Le vénérable maître, le saint Ibn Atâï-Llâh dit dans ses Hikam: "Puisque tu sais que le diable ne t'oubliera jamais, à toi de ne pas oublier Celui qui tient la mèche de ton front" (Coran, XI, 59)! Et notre maître disait:

"La vraie manière de faire du tort à l'ennemi, c'est de s'occuper de l'amour de l'Ami; par contre, si tu t'occupes à faire la guerre à l'ennemi, il aura obtenu ce qu'il a voulu de toi, et tu auras perdu en même temps l'occasion d'aimer l'Ami."

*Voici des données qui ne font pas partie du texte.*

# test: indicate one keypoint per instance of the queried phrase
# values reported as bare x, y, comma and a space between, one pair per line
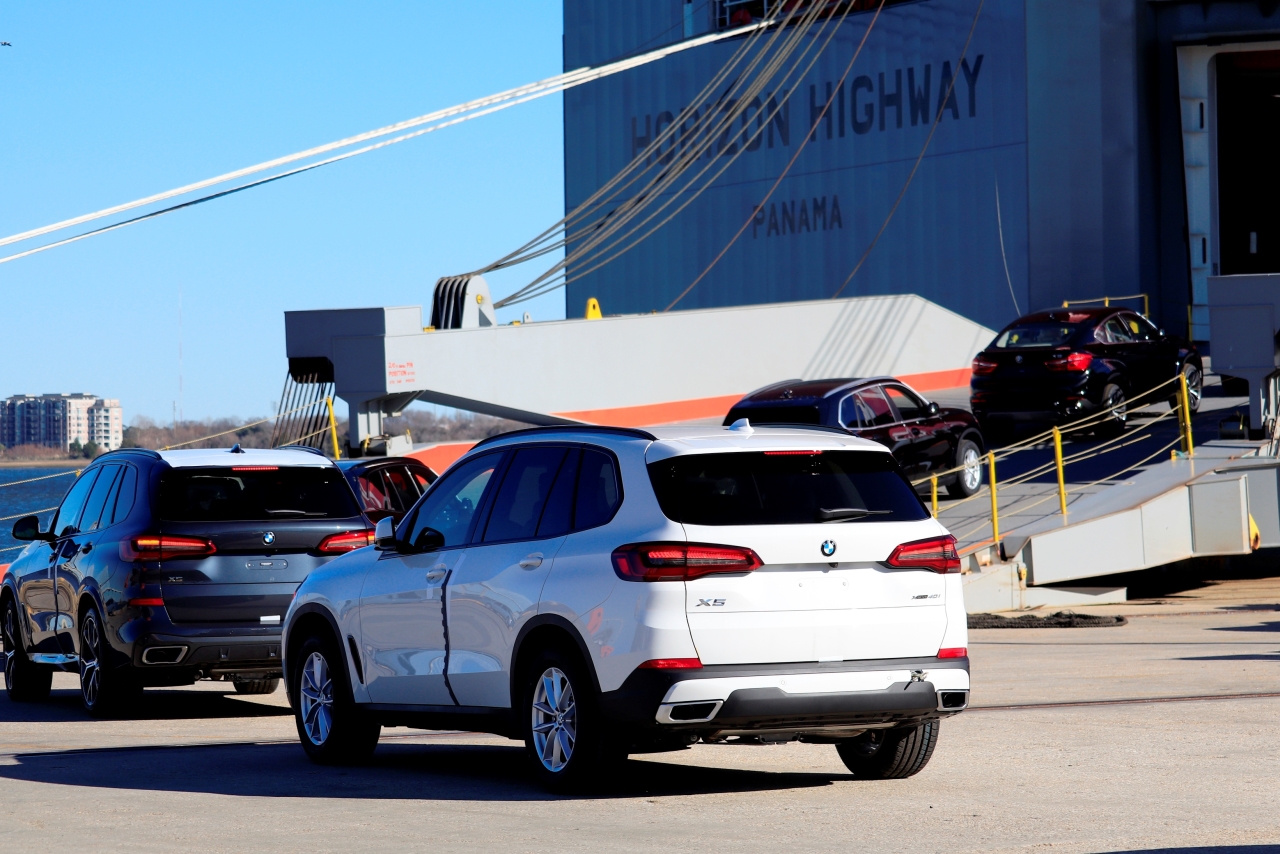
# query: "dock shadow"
397, 771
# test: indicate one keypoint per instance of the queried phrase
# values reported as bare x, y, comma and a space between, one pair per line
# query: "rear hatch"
823, 592
266, 526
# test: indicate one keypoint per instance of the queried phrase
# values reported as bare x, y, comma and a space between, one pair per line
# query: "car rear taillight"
164, 547
982, 366
1070, 361
346, 542
672, 663
937, 553
681, 561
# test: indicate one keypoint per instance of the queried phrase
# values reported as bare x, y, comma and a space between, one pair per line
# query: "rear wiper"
845, 514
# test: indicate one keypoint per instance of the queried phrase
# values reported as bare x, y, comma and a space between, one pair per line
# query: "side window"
522, 496
103, 488
1115, 332
124, 494
69, 512
373, 496
908, 406
598, 491
451, 506
401, 487
873, 407
558, 514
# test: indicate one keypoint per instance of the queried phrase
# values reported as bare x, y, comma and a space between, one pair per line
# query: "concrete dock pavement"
1079, 740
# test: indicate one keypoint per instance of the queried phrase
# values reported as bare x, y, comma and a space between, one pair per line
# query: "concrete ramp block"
1220, 516
1074, 597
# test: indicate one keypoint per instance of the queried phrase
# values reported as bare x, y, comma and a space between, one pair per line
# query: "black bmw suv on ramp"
160, 569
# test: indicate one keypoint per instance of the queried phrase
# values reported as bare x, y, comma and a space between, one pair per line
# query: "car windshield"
784, 488
1036, 334
254, 493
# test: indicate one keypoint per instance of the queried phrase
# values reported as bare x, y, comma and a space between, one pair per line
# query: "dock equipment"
624, 370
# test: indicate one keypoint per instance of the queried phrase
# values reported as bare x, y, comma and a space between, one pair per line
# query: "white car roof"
679, 441
209, 457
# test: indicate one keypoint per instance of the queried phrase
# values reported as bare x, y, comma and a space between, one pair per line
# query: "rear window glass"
791, 488
254, 493
1036, 334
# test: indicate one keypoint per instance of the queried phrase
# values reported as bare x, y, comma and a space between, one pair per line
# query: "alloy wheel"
554, 720
91, 676
316, 699
972, 474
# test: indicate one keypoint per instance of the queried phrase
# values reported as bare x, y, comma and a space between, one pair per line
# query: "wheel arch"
543, 630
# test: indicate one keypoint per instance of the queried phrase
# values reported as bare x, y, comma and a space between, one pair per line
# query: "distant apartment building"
62, 420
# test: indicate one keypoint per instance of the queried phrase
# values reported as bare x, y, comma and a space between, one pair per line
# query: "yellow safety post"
995, 507
333, 429
1187, 415
1061, 476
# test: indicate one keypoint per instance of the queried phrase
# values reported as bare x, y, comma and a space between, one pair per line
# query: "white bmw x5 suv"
597, 592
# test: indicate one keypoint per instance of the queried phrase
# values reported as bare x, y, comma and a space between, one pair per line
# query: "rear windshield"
763, 488
1036, 334
254, 493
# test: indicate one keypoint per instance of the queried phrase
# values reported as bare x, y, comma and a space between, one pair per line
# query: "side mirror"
429, 540
28, 529
384, 534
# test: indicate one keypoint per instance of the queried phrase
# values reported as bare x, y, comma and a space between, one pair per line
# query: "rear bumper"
255, 651
808, 698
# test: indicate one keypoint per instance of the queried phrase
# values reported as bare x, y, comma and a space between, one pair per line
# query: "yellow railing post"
333, 429
1061, 476
1185, 415
995, 507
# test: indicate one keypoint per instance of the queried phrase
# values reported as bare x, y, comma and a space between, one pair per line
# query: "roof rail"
149, 452
572, 428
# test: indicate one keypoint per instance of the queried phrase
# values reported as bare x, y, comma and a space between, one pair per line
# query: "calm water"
30, 497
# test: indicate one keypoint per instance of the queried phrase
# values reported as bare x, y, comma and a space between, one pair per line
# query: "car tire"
23, 679
968, 482
1194, 388
256, 685
890, 754
1115, 421
105, 689
565, 736
332, 727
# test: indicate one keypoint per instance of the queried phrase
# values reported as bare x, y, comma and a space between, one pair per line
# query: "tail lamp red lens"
1070, 361
681, 561
346, 542
982, 366
672, 663
937, 553
164, 547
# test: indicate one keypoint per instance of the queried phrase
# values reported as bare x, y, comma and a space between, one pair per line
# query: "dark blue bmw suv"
160, 569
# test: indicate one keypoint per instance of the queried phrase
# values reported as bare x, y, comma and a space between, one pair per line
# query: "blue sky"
106, 103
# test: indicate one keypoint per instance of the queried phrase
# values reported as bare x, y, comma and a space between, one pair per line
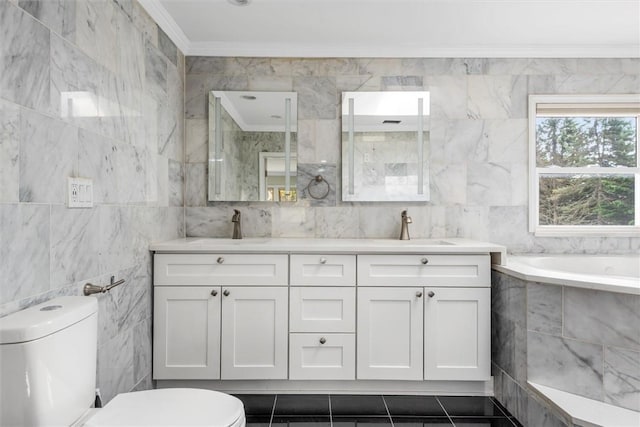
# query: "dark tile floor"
319, 410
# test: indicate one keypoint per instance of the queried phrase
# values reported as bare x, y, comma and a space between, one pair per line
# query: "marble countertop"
361, 246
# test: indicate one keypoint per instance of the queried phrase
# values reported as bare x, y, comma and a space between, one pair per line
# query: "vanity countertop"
309, 245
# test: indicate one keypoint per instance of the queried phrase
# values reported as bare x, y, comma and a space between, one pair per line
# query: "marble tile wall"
582, 341
477, 153
90, 89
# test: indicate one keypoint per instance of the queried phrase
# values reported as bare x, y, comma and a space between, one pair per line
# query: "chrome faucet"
404, 231
237, 227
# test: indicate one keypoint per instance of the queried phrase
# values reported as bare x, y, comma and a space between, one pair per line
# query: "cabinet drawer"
332, 270
220, 269
424, 270
322, 357
320, 309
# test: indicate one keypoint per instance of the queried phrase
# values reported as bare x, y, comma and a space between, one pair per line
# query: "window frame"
536, 172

Et nous disons: tout bien est dans le souvenir (dhikr) de Dieu, et la voie qui mène vers Lui ne passe pas ailleurs que par la résignation à l'égard du monde, l'isolement à l'égard des gens et la discipline extérieure et intérieure. "Rien n'est plus utile au coeur que la solitude, car par elle il entre dans l'arène de la méditation", comme l'a dit le vénérable maître, le saint Ibn 'Atâi-Llâh (que Dieu soit satisfait de lui) dans ses Hikam. Et nous disons: rien n'est plus utile au coeur que l'abnégation à l'égard du monde et le fait d'être assis devant les saints de Dieu.

La détrônisation de l'ego est pour nous et pour tous les maîtres de la Voie une condition nécessaire; et en ce sens l'un d'eux a dit: "Cela même que vous craignez de moi, mon coeur le désire". Mais il ne faut pas, ô faqir, que tu en dises autant, avant de l'avoir dit à ta propre âme obligée à marcher sur ce chemin, et non par ailleurs.

'Tenir la mèche de son front" est une expression arabe et se réfère au fait qu'un cheval peut être dominé en le saisissant par la mèche de son front.